Introducing: The Gérald Genta 50th Anniversary Watch (Live Pics And Pricing)

By Jack Forster

When Gérald Genta and Daniel Roth were both still active and independent companies, I was just starting to take an interest in fine watchmaking, and there were active (and independent-minded) collectors of both Roth and Genta watches pretty much everywhere watches and watch collecting were seriously pursued. Roth was the high-minded advocate of very traditional but still instantly recognizable classicism, while Genta was the renegade – the perennial bad-boy who had outraged the staid standards of the watch industry by having the audacity to introduce, at one point, a Mickey Mouse watch, and other Disney character watches (which are still, by the way, the subject of one very focused collector’s sustained and obsessive interest).

The acquisition of both companies by Singapore’s The Hour Glass, and the subsequent sale of both to Bulgari, occasioned a lot of hand-wringing, but there was as it turns out a silver lining. Though neither brand survives today as an independent company, much of the movement and design expertise that they represented is alive and well at Bulgari’s manufacturing center in the Vallée de Joux, in Le Sentier.
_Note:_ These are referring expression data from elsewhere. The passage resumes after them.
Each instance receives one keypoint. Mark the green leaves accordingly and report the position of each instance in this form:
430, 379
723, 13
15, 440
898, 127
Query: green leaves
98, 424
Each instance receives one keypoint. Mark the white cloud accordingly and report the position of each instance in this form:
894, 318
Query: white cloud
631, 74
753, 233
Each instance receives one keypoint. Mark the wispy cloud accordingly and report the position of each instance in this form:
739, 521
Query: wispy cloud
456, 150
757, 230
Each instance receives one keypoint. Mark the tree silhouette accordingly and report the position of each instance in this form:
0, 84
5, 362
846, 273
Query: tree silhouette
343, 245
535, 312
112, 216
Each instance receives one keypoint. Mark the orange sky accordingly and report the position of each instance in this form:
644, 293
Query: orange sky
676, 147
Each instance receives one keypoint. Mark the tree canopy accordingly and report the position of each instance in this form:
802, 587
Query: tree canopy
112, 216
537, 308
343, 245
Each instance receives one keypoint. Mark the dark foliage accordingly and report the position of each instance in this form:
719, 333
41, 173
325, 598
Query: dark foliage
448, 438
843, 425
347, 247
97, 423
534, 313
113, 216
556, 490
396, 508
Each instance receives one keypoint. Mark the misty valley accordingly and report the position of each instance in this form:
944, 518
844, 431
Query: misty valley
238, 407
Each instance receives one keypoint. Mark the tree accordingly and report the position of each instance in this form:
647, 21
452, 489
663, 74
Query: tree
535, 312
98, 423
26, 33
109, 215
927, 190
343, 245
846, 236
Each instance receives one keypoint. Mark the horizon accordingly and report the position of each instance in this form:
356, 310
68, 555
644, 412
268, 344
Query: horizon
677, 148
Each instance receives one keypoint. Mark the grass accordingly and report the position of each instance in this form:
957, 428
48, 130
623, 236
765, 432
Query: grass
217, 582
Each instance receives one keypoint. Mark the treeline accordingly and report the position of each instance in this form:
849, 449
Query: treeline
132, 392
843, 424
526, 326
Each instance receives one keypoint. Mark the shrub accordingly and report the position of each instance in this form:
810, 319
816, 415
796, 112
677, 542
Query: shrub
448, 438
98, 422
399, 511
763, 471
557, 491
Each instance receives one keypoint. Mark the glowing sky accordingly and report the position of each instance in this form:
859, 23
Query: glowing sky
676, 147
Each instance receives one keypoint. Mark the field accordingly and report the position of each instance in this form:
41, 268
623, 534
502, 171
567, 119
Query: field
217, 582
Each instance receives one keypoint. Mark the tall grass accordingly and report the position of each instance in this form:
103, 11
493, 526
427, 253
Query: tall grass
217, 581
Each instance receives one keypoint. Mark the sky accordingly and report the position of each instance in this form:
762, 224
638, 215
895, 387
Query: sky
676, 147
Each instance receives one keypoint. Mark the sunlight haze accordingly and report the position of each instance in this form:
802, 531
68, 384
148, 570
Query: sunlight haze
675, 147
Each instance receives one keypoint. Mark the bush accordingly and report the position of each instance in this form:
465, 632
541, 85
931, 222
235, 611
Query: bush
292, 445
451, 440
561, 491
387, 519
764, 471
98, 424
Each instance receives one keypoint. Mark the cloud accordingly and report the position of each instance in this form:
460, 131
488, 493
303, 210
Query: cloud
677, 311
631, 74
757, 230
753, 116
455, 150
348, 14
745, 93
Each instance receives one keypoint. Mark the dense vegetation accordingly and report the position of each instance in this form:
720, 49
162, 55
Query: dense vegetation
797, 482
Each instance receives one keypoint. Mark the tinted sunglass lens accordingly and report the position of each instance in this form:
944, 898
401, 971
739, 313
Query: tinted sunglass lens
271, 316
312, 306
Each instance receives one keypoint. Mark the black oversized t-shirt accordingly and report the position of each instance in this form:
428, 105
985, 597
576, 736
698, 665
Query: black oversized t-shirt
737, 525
There, a building which first housed Daniel Roth, and subsequently, both Roth and Genta, is now where the watchmaking craft and design language both represent is not only being kept alive, but is essential in the strongest sense of the word, to Bulgari’s many advances in fine watchmaking.

Applying perlage to a movement plate by hand.

However avant-garde some of Bulgari’s watchmaking may be, the small manufacturing center where the Bulgari in-house Finissimo calibers are made, as well as where their high watchmaking efforts unfold (up to and including their repeaters and grand sonneries, both of which use movements derived from mechanisms design by constructors for the original Gérald Genta firm) has a surprisingly artisanal feel given the impression one gets from Bulgari as a powerhouse presence in fine watchmaking these days. There are rooms devoted to the standard armamentarium of modern watchmaking, including computer guided lathes, CNC machines, and wire erosion machines which can produce parts to micron tolerances, but there are also many folks who execute the same manual adjustment, assembly and movement decoration techniques that have been practiced in the Vallée de Joux for generations (and probably by the parents, and grandparents, and great-grandparents of the craftsmen working there).